Tuesday, April 19, 2011

This Is Me


Identity is such a huge issue. This whole idea of "Who am I?" runs crazy through each of our minds. We battle back and forth with ourselves. We see this deep, sometimes dark, thoughts of self worth and self image. Most developmental psychologist believe this conflict of "Who am I?" plays a major role in the life of adolescents. And I agree, but it doesn't this question ring in all our minds? Teens to senior citizens go through this. Christians, Muslims, and Atheists go through this. I go through this, and so do you.

Working with junior high and high school students, it is inevitable that this issue about identity and self worth will come up. I have heard story after story of young girls being destructive to their bodies because they don't like the way that they look. Or stories about guys who never lift their heads while walking through the hall way because they know someone will say something about them. It breaks my heart to hear about young girls starving themselves in order to look a certain way. Or seeing scars where they have cut.

Who am I?

Well, I was made in the image of God. I know that I have sinned and fallen short of the glory of God (Rom 3:23), but when Christ came to earth, he took that sin for me. He was beaten, tortured, and killed for my sin. I was made holy and pure, not because of what I have done, but because of what Jesus has already done for me on the cross. Am I perfect? FAR from it. I was once dead to sin, but I have been made alive in Christ. All my worth is in him. All my image is in him. All of me is in him. I hope you can say the same, but I know that everyone who reads this can't. Next time someone asks you, WHO ARE YOU?? I hope you can stand up proudly and say:

This is Me

Sunday, April 17, 2011

Come Lord Jesus, Come

I've grown tired of it. I am tired of people who I went to high school with dying....I am tired of hearing story after story of people either taking their own life or people throwing their life away and going to prison forever at the age of 21. I've grown tired of it. I can't keep it in anymore. I want hope, I want that feeling in my stomach knowing that everyone is happy and glad to be alive, but I would by lying to you if I said that was true.

I have been away from Topeka for about 4 years now. I keep in contact with a select few and others seem to slip through the cracks. I don't blame them, and I don't blame myself. It's growing up, right? But after hearing more news tonight about someone I went to high school with, I hit that familiar drop. I want to help. I want to be there for the families that feel that aftershock days, weeks, and years after. I wish I could be there for the person in their most desperate hour...or the day leading up to their life ending/altering choice.

But truth be told.....I can't do anything about it.

I do know of someone who can help. Someone who beat sin. Someone who beat death. It's almost Easter, so you don't have to read a sermon on here. Just please know that.....please know...that God is bigger.

Come Lord Jesus. Please Come.

Monday, April 4, 2011


This past week at church, we finished a series with our junior highers called "Face to Face" (Good help D-Heff). It was a great series where we looked at stories in the gospels where people came face to face with Jesus. We read the stories, talked about observations from the text, and ended up answering 2 main questions--1)What does this tell us about God/Jesus? and 2)What does this say about us as Christians?
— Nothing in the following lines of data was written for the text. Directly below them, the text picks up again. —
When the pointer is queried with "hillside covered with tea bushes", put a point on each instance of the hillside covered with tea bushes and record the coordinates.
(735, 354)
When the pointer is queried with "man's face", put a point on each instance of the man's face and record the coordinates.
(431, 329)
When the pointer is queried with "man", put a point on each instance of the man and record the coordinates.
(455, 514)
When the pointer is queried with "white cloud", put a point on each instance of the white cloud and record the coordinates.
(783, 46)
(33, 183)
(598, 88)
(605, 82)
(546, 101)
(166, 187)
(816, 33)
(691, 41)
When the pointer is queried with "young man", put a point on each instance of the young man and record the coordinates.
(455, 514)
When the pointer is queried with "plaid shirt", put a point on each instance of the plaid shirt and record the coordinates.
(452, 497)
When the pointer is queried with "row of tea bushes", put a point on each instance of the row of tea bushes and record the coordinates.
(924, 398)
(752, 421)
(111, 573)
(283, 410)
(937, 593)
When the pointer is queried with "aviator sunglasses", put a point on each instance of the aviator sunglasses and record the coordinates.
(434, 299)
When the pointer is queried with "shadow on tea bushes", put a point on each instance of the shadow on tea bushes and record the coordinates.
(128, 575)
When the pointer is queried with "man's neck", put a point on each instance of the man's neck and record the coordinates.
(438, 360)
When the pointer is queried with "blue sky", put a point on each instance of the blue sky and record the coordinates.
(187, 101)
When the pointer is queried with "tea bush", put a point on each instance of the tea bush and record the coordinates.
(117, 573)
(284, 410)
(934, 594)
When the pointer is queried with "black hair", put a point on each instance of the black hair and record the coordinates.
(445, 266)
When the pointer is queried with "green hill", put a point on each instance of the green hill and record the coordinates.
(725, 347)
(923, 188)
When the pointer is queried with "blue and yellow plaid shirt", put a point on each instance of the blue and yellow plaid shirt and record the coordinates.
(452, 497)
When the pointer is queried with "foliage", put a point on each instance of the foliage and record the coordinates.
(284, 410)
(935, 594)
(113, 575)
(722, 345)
Those two questions have everything to do with Bible study. Don't worry, I know there is more to it. Believe me, I am a senior at Ozark Christian College. But how much different would Christians be if they lived by those two questions? If they studies the Bible, knowing that there is something in the text that reveals the Almighty...that there is something in the text that speaks to us living in 2011? Look through the Bible and you will see story after story that speaks to the heart, speaks to our mind, and demands action on our part.
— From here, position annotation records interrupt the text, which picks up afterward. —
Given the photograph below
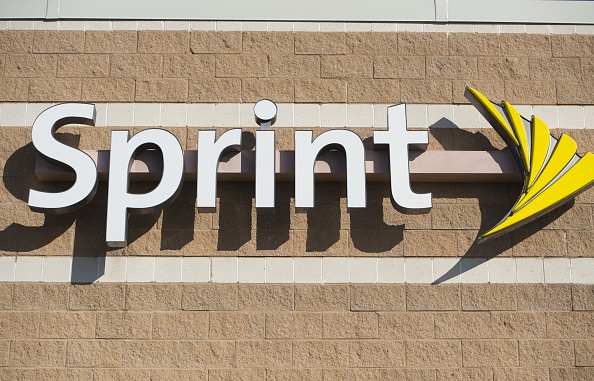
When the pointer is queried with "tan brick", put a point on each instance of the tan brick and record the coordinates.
(241, 66)
(473, 44)
(294, 374)
(209, 297)
(346, 66)
(425, 91)
(121, 374)
(236, 325)
(67, 325)
(63, 89)
(569, 45)
(570, 325)
(377, 298)
(136, 65)
(399, 67)
(423, 44)
(321, 297)
(152, 41)
(386, 354)
(455, 216)
(582, 297)
(432, 297)
(215, 42)
(37, 353)
(79, 65)
(587, 69)
(121, 41)
(149, 354)
(21, 374)
(584, 353)
(278, 90)
(573, 92)
(407, 374)
(180, 325)
(188, 66)
(269, 353)
(555, 68)
(6, 296)
(525, 45)
(521, 325)
(432, 353)
(298, 325)
(178, 375)
(293, 66)
(94, 353)
(551, 353)
(207, 354)
(214, 90)
(277, 297)
(545, 297)
(14, 89)
(358, 325)
(574, 217)
(161, 90)
(19, 325)
(97, 297)
(371, 43)
(432, 243)
(108, 90)
(451, 68)
(159, 297)
(49, 41)
(379, 242)
(406, 325)
(521, 374)
(488, 297)
(35, 296)
(491, 89)
(572, 374)
(487, 353)
(314, 354)
(320, 43)
(268, 42)
(463, 325)
(530, 92)
(503, 68)
(123, 325)
(30, 65)
(16, 41)
(237, 374)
We studied 5 main stories--The prostitute who washed Jesus' feet, The Rich young ruler, The woman at the well, the blind man that Jesus healed, and finally the story of Zacchaeus. In all of these stories we find Jesus meeting people, and they walk away different. The rich young ruler had a tough time handling what Jesus put before him, but if we really come face to face with God there has to be some kind of change. My junior highers are bright--they smell bad, tell bad jokes, and fart in the middle of my lessons for laughs--but they are bright none the less. They came up with the following conclusions over the series:

1)God loves us no matter where we are or what we have done.
2)People almost always change after they met Christ.
3)People recognized that Jesus was who he said he was.
4)God cares more about the changed person than the past person.
5)Jesus came to seek and save the lost

Now for a bunch of farting smelly junior highers--that is pretty amazing!

Coming face to face with God was something that was impossible in the Old Testament. God was to perfect to actually come face to face with man--for man would certainly die! But...that all changed. When Christ lived out Philippians 2. Now we have the privilege of coming face to face with Jesus. I'll end with a question one of my 8th graders asked, "We have come face to face with God--what are we going to do about it?"